Maxi menyambut jabat tangan staf itu dengan senyum riang. Tinggal membereskan urusan wisuda dan segala macam tetek bengeknya hingga selesai seutuhnya akhir bulan ini. Setelah mengucapkan terima kasih dan berpamitan, ia pun  keluar dari ruangan. Bergabung kembali dengan rekan-rekannya, baik yang sudah selesai maupun yang masih menunggu giliran di lorong.

* * *

Masih pukul sebelas siang ketika urusannya hari ini di kantor Royal Interinusa Jakarta selesai. Sebelum meluncurkan motornya keluar dari area parkir basement, Maxi menyempatkan diri menelepon Pingkan. Gadis itu masih berada di sebuah rumah singgah bersama ibunya.
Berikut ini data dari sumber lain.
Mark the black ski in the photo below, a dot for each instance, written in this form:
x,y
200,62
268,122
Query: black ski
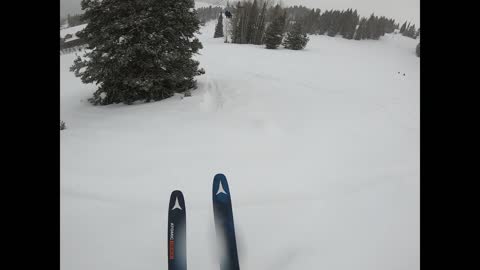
x,y
177,237
224,227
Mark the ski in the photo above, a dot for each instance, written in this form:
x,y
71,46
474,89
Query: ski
x,y
177,237
224,227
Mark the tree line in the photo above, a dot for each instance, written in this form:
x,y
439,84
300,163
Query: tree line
x,y
257,22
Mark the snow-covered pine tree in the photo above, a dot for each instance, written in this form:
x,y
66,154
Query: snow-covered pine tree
x,y
219,27
404,26
296,39
252,22
361,29
274,33
260,27
138,50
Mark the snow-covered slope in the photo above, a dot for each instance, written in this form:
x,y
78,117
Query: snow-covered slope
x,y
72,31
216,3
320,146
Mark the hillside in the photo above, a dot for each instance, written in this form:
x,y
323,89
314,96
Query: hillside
x,y
320,146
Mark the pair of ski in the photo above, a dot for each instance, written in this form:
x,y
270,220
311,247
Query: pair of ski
x,y
225,230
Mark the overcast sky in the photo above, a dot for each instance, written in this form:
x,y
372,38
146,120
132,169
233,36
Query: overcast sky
x,y
400,10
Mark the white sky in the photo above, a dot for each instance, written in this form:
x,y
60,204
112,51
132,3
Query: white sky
x,y
400,10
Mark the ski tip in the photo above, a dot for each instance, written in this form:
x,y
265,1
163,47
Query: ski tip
x,y
220,185
176,201
220,176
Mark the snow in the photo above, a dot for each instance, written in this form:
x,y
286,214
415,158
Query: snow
x,y
218,3
72,31
320,147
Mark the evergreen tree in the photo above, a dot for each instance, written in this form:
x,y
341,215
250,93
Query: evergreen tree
x,y
361,29
138,50
296,39
252,23
274,33
404,26
260,27
219,27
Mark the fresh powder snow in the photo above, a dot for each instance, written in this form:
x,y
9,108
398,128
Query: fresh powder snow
x,y
320,148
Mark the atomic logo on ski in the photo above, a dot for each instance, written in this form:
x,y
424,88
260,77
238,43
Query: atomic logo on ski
x,y
224,227
220,189
177,205
177,237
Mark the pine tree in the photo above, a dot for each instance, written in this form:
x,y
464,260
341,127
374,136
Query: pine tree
x,y
252,22
360,32
260,27
296,39
219,27
138,50
274,33
404,26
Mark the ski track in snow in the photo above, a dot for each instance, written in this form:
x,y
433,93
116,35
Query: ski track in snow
x,y
320,147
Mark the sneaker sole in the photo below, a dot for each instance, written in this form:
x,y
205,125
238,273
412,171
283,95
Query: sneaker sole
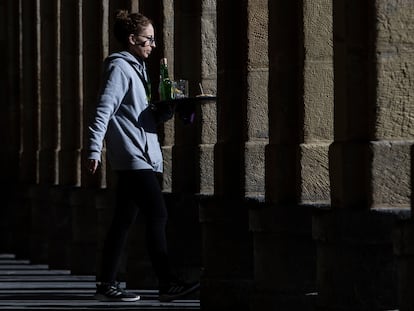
x,y
168,298
104,298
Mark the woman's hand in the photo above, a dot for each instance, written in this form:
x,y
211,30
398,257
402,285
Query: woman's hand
x,y
92,165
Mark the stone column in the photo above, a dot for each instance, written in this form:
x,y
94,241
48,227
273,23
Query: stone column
x,y
226,242
373,129
300,119
48,128
71,128
29,119
396,78
10,129
93,22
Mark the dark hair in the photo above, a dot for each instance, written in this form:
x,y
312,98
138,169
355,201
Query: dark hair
x,y
127,24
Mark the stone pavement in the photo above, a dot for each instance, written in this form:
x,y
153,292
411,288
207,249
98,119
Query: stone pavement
x,y
26,286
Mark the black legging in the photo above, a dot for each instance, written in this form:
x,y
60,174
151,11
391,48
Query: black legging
x,y
139,189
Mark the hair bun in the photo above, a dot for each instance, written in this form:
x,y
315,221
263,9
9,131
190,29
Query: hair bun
x,y
122,14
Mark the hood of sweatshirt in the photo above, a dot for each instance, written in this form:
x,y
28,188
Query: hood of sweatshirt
x,y
125,55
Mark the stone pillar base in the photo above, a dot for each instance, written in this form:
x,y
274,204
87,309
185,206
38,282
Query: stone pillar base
x,y
60,231
356,267
84,234
40,223
285,258
227,254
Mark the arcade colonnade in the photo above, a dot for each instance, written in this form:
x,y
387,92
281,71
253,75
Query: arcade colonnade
x,y
291,191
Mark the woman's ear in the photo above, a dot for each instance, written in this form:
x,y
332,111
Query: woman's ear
x,y
131,39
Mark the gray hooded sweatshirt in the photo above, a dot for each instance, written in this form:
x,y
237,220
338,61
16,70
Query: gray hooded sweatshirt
x,y
124,118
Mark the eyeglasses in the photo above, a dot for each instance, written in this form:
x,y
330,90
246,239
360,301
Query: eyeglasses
x,y
150,39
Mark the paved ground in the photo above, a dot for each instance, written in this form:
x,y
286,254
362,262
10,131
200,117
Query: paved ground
x,y
24,286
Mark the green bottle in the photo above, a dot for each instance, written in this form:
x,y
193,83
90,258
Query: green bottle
x,y
165,82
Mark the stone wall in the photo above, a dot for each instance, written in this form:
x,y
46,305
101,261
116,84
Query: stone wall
x,y
291,191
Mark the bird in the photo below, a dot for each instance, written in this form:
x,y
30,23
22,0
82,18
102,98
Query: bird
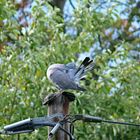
x,y
68,76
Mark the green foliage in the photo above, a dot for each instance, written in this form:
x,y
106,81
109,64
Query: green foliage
x,y
28,51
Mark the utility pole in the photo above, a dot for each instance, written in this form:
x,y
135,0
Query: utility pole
x,y
59,103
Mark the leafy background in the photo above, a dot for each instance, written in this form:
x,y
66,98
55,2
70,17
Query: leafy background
x,y
35,34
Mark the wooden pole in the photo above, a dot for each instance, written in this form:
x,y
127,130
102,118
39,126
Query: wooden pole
x,y
59,103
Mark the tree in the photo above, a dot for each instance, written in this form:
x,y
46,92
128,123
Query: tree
x,y
97,29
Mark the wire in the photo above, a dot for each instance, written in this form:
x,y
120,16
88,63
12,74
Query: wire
x,y
123,123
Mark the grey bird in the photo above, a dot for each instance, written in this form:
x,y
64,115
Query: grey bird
x,y
68,76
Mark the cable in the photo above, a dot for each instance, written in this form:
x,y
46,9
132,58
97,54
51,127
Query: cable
x,y
123,123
“Ya, sudah, aku pulang sekarang,” ucap Pingkan dari seberang sana. “Kamu tunggu di rumah.”

“Aku jemput saja. Kirim alamatnya via WA,” Maxi menanggapi. “Tapi aku motoran, sih. Nggak apa-apa?”

“Oh, nggak apa-apa!” suara Pingkan terdengar antusias. “Tapi helmnya?”

“Ada....” Tanpa sadar Maxi mengangguk. “Tadi pagi aku antar Mela ke sekolah. Helmnya aku bawa.”

“Ya, deh. Aku kirim alamatnya. Aku tunggu, ya, Max.”

Keduanya mengakhiri pembicaraan itu. Tak lama kemudian, sebuah alamat masuk melalui pesan WA pada ponsel Maxi. Pemuda itu segera meluncurkan motornya ke sana. Cukup jauh dari kantor Royal Interinusa, tapi lumayan dekat dengan daerah tempat tinggalnya dan Pingkan.

Gadis itu sudah menunggu di dekat pagar ketika Maxi muncul. Wajahnya tampak cerah. Maxi senang sekali melihatnya. Mendung sudah hampir sepenuhnya hilang dari wajah Pingkan. Hanya tinggal segaris tipis. Ia tak tahu mengapa. Tapi ia percaya bahwa kelak pada suatu saat yang tepat, ia akan mengetahui sebabnya.

“Sudah selesai urusan di kantor?” sambut Pingkan.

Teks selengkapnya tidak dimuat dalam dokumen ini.